The Chinese investment boom into America has almost completely vanished.
Foreign direct investment from China into the United States plummeted by 83% in 2018, according to a report released Monday by law firm Baker McKenzie.
Including those sales, net Chinese foreign direct investment into North America turned negative in 2018 to the tune of $5.5 billion, according to Baker McKenzie. Another $12 billion of Chinese assets around the world are expected to be sold this year, the report said.
The evaporation of Chinese money in the United States reflects self-imposed restrictions by Beijing on investments outside the country. The trend was exacerbated, though, because Washington has been tightening foreign investment reviews. The US-China trade war is also a contributor.
“The Chinese put handcuffs on themselves on investing abroad,” said Scott Kennedy, director of the Project on Chinese Business and Political Economy at the Center for Strategic and International Studies. “With the arrival of the Trump administration, the United States put a not-for-sale sign on the door.”
After spending heavily on American real estate, transportation and infrastructure, Chinese investment in these sectors has “largely disappeared,” the Baker McKenzie report found.
China has retreated from other major markets — foreign direct investment into as a whole Europe tumbled by 70% in 2018, for example. But the United States has experienced the sharpest decline.
Some large economies, including France, Germany, Spain and Sweden, experienced an increase of investment from China, Baker McKenzie said.
Canada also bucked the trend, with Chinese investment spiking by 80% to $2.7 billion last year. Including divestitures, Canada actually enjoyed more Chinese investment than the United States in 2018, Baker McKenzie said.
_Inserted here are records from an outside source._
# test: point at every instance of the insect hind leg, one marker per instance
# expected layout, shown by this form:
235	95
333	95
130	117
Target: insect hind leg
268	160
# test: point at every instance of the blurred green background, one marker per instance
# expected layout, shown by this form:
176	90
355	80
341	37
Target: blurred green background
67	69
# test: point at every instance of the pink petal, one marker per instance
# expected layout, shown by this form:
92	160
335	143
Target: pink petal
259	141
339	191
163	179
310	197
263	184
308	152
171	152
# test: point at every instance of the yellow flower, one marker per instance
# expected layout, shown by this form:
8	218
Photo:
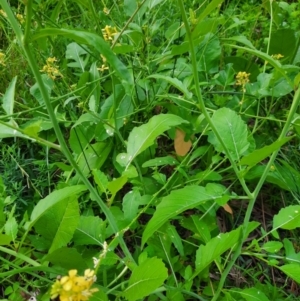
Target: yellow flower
2	58
73	287
242	78
277	56
109	32
51	69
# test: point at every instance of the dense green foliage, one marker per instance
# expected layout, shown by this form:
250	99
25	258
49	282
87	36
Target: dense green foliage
154	142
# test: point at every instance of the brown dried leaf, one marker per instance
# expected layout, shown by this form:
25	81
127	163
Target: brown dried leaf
228	209
181	147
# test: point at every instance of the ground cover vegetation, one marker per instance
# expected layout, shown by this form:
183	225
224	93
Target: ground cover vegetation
149	150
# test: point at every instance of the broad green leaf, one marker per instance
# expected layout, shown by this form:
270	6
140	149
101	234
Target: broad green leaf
53	198
35	90
116	184
272	246
93	158
145	278
129	7
233	132
240	39
88	38
206	254
175	203
90	231
288	218
253	294
283	41
290	253
160	161
59	223
174	82
67	258
292	270
8	131
9	97
261	154
144	136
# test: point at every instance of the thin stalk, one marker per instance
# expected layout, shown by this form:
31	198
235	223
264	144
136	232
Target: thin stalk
238	250
201	101
29	52
35	138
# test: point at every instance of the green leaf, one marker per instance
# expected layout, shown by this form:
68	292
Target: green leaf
272	246
144	136
253	294
292	270
59	223
291	255
90	231
160	161
116	185
9	97
131	203
283	41
35	90
75	53
11	228
52	199
288	218
265	57
100	179
177	202
145	278
261	154
206	254
67	258
175	238
233	132
5	239
88	38
174	82
93	158
6	132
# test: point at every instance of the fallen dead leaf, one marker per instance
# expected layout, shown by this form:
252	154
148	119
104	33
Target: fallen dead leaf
181	147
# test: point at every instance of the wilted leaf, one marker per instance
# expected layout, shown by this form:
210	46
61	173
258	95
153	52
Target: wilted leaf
181	146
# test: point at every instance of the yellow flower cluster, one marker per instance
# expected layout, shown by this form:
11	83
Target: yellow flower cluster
242	78
2	58
73	287
51	69
109	32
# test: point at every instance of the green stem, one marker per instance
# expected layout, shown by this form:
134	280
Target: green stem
64	148
32	138
238	250
201	101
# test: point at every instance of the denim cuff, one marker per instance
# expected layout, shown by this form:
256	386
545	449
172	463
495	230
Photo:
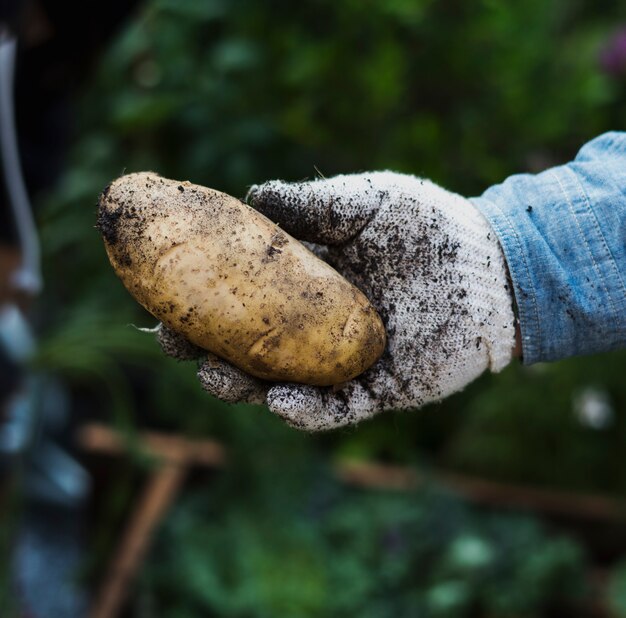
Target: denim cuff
563	234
But foreign direct investment slowed to $29 billion in 2017, when China imposed restrictions on outbound investments in a bid to stem capital outflows. Investment in the United States then shrank to just $4.8 billion last year amid Washington’s crackdown on China — a “huge drop,” Kennedy said.
In the meantime, US officials are scrutinizing Chinese investment with more intensity.
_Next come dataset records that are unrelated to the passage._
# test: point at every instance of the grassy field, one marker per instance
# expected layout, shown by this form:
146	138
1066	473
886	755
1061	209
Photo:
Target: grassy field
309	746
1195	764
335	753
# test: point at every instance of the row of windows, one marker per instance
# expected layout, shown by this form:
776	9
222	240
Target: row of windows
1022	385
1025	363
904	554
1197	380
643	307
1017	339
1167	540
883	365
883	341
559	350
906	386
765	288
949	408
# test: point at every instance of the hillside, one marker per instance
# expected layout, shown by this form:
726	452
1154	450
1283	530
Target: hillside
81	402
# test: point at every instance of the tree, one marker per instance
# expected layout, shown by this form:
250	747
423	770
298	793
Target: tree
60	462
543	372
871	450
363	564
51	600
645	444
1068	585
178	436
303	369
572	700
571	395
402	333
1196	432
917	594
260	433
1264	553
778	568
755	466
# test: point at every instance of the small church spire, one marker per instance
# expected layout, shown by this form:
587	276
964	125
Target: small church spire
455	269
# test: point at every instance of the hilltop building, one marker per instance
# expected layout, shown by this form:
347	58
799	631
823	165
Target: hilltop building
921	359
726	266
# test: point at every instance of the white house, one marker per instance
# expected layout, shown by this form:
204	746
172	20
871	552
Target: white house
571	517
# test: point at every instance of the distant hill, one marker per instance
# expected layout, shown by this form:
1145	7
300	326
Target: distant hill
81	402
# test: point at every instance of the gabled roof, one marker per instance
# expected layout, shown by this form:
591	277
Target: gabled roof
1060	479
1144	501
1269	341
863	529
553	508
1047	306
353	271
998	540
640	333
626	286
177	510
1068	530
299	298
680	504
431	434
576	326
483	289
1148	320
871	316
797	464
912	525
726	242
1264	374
The Committee on Foreign Investment in the United States has rejected several high-profile transactions, including Broadcom’s (AVGO) $117 billion bid for Qualcomm (QCOM). Last year, President Donald Trump signed legislation expanding the power of CFIUS to block foreign deals for national security purposes.
At the same time, some of China’s most voracious buyers of American assets have come under pressure from Beijing.
For example, early last year Beijing seized control of Anbang, the insurance giant that in 2014 completed a $1.95 billion purchase of the iconic Waldorf Astoria. The Chinese government later pumped nearly $10 billion into Anbang.
Likewise, HNA, a conglomerate that grew out of an airline, has gone on an epic buying spree in recent years. The Chinese company purchased chunks of everything from Deutsche Bank (DB) to Hilton. But HNA has since moved to unload businesses in response to Beijing’s crackdown on foreign purchases and concerns about the company’s massive debt.
“HNA had its wings massively clipped,” said Kennedy.
Correction: An earlier version of this report incorrectly described part of HNA's business.